While going over-the-top worked for “Smokin’ Aces,” this movie never hits the right tone when it attempts to mimic that. For example, the redneck assassins in the Tremor family are seen driving a garbage truck while spouting horrific dialogue while all sorts of bizarre things play on a blue screen in the background. It ends up being really stupid. We also see them capture midget clowns, strap dynamite to them, and shoot them out of a cannon into the middle of a gun battle. Sure, it sounds fun but the actual execution is stupid and makes no sense even in this bizarre world.
This movie also suffers from a lesser cast than its predecessor. It has Tom Berenger and Vinnie Jones, but everyone else is fairly unmemorable. (Well, except for Martha Higareda as Ariella Martinez and Autumn Reeser as Kaitlyn ‘AK-47′ Tremor who at least look pretty.) When you compare them to a cast that contains Andy Garcia, Ben Affleck, Ray Liotta, Jeremy Piven, Matthew Fox, Ryan Reynolds, Jason Bateman, and “Star Trek’s” Chris Pine, well, there is no comparison.

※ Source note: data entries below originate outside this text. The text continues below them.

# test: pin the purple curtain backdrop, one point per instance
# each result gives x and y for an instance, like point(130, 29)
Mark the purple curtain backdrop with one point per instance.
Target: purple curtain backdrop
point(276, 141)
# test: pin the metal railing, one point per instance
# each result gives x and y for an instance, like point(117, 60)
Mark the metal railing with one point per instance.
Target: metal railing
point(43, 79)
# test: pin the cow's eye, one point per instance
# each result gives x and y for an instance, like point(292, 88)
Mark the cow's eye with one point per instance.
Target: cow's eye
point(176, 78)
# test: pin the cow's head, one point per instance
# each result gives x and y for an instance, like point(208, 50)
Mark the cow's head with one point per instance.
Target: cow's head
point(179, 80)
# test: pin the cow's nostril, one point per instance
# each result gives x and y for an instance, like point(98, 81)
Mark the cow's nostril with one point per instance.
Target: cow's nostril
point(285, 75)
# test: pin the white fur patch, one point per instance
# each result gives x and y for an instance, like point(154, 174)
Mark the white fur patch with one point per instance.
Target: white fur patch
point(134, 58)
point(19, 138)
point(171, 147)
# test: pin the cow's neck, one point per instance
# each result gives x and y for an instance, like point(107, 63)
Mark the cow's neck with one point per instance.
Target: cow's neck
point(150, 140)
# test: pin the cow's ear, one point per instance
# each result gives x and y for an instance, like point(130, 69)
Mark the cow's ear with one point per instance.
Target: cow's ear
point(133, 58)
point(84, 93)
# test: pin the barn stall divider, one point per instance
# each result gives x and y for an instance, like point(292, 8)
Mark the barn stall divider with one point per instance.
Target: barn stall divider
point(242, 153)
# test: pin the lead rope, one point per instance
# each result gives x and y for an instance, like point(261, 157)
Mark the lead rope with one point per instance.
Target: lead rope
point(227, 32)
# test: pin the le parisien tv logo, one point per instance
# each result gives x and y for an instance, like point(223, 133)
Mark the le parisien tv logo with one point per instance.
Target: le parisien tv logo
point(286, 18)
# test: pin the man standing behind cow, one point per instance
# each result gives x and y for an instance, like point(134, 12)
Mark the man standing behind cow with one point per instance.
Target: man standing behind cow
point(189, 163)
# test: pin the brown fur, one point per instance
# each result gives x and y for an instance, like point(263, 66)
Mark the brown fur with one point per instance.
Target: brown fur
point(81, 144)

The only satisfying thing about “Smokin’ Aces 2: Assassin’s Ball” is the very last scene. It starts off like your typical Hollywood ending and just as the cliché unfolds, something comes out of nowhere and ends it. While that doesn’t quite make up for suffering through the rest of the movie, it is a mark in the ‘win’ column for this film.
My recommendation? Just pick up the Blu-ray for “Smokin’ Aces” and watch it again.
There are actually quite a few bonus features on this Blu-ray. Kicking things off are about a dozen deleted scenes, most featuring the scenes with the FBI agents. “Behind the Scenes with Joe Carnahan” features the executive producer talking about the first film and the challenge of following up its success. “Confessions of an Assassin” is a standard “making of” featurette and is quite extensive. It follows the movie from Day 1 of production on. “Ready, Aim, Fire: The Weapons of Smokin’ Aces 2” is pretty self explanatory and covers a lot of guns as you might expect. “Cue the Clown” shows how they did the explosion of the clown in the bar. Rounding things out is a featurette on the bunker set and a feature commentary.